Detecting patterns and generalizing
Before the advent of modern deep learning, images and sounds were unstructured data files, there was no way computers could interpret their contents. The computer vision area was dominated by algorithms focused on the use of hand-crafted functions that sought to interpret the geometric elements that made up the images. The assertiveness of these algorithms was very low, and the applications were restricted to environments with very controlled conditions.
Several research institutes promoted challenges for the development of new algorithms which could interpret the content of images, being the most famous of them the ImageNet Large Scale Visual Recognition Challenge (ILSVRC), which began in 2010, just before the advent and popularization of deep learning algorithms.
The Imagenet is a huge dataset, with more than 14 million images and 20,000 categories, and of course, has a huge diversity in the data.
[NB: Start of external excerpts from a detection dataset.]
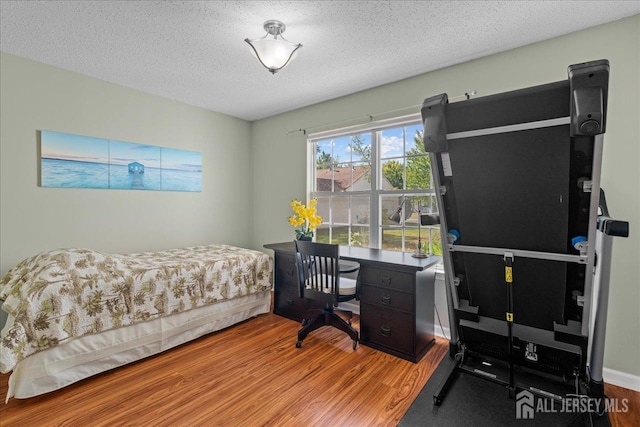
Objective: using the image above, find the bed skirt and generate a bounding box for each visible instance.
[6,291,271,401]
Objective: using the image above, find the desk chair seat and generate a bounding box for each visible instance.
[295,241,359,350]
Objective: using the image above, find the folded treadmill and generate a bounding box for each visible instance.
[421,60,628,422]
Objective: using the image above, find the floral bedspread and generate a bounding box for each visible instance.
[0,245,272,373]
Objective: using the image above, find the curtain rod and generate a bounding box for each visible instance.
[286,90,476,135]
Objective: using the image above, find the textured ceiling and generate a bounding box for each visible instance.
[0,0,640,120]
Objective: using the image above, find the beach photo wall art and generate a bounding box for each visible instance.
[40,130,202,191]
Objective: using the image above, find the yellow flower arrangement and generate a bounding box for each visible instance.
[289,199,322,240]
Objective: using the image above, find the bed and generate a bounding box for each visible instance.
[0,245,272,401]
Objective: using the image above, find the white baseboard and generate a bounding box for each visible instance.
[602,368,640,391]
[433,325,451,340]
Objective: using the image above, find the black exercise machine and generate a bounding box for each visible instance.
[401,60,629,425]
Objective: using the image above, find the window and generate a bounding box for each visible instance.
[308,116,442,254]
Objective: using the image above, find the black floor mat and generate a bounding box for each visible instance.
[398,357,611,427]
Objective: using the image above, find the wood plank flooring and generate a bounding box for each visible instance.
[0,314,640,427]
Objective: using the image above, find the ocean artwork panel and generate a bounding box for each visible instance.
[40,130,202,191]
[109,141,162,190]
[40,131,109,188]
[162,148,202,191]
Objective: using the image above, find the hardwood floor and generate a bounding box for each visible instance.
[0,314,640,427]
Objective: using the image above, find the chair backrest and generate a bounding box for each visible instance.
[295,240,340,304]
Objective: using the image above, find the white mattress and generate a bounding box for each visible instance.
[7,291,271,401]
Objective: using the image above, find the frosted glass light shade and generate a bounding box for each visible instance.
[244,20,302,74]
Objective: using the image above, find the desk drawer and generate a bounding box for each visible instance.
[360,302,415,354]
[360,285,415,313]
[275,255,298,286]
[360,266,415,292]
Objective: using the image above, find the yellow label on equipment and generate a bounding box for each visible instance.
[504,267,513,283]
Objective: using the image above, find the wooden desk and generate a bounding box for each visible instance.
[264,242,441,362]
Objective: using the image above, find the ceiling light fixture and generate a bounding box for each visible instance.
[244,19,302,74]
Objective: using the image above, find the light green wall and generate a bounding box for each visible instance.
[0,53,253,275]
[251,15,640,376]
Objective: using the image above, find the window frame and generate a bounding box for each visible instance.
[307,113,440,252]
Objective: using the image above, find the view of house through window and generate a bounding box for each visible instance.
[308,118,442,254]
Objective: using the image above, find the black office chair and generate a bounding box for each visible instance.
[295,240,359,350]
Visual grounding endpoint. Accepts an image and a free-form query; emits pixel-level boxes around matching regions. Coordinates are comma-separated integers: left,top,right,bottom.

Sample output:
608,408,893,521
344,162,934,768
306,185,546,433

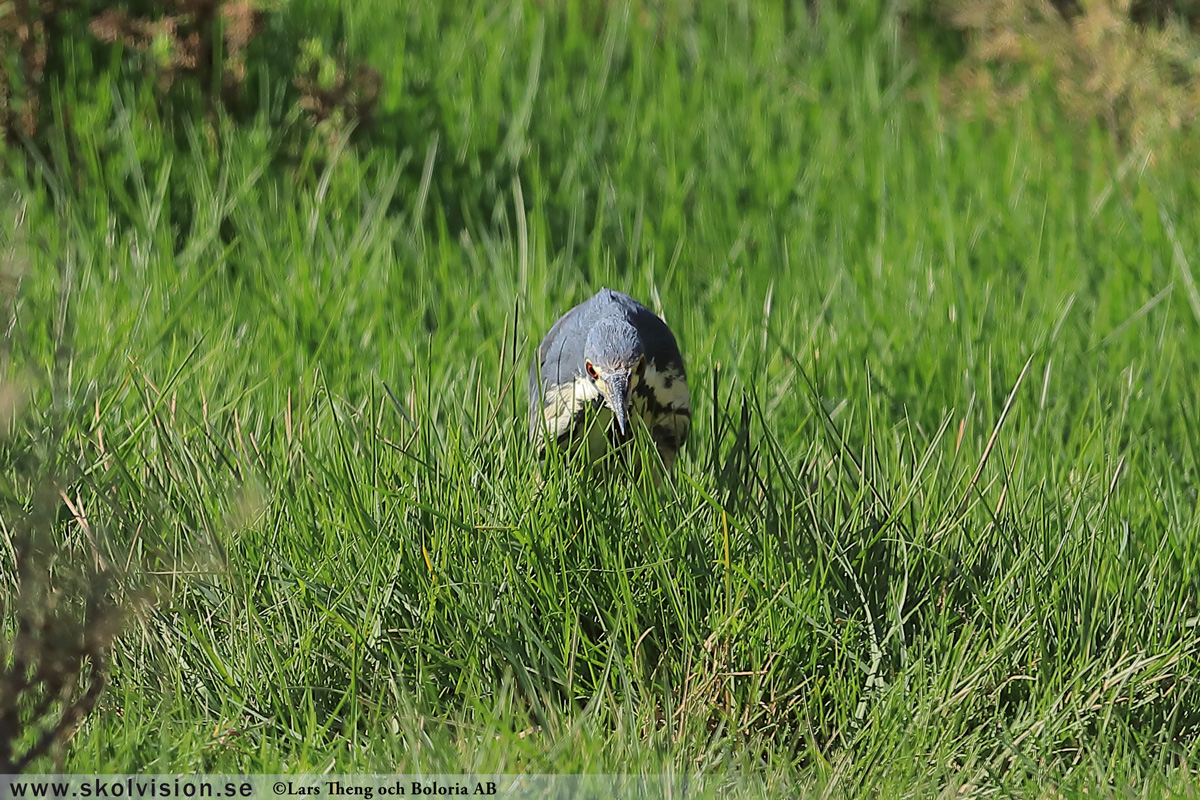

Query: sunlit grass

In the early years of the competition the error rates of algorithms were around 30%, but this changed drastically in 2012 with the advent of deep learning and Convolutional Neural Networks (CNN).
On 30 September 2012, a convolutional neural network (CNN) called AlexNet achieved a top-5 error of 15.3% in the ImageNet 2012 Challenge, more than 10.8 percentage points lower than that of the runner up. (source Wikipedia)
We could talk about several aspects of why deep learning algorithms are far superior to traditional algorithms in the processing of unstructured data, but I would like to talk specifically about the ability of neural networks to recognize patterns and generalize.
Generalize is the ability of a Neural Network to learn to detect the data pattern in new situations after the training time with pre-defined examples.
This assertion is a bit weird for a procedural mind, accustomed to the classical if-then-else structure. However, this traditional procedural structured programming is very good to work with structured data, but when we get unstructured data, and the data of an object in an image never is exactly the same as before, we have an impossible problem for the procedural programming.
How can this be accomplished with Deep Learning Neural Networks?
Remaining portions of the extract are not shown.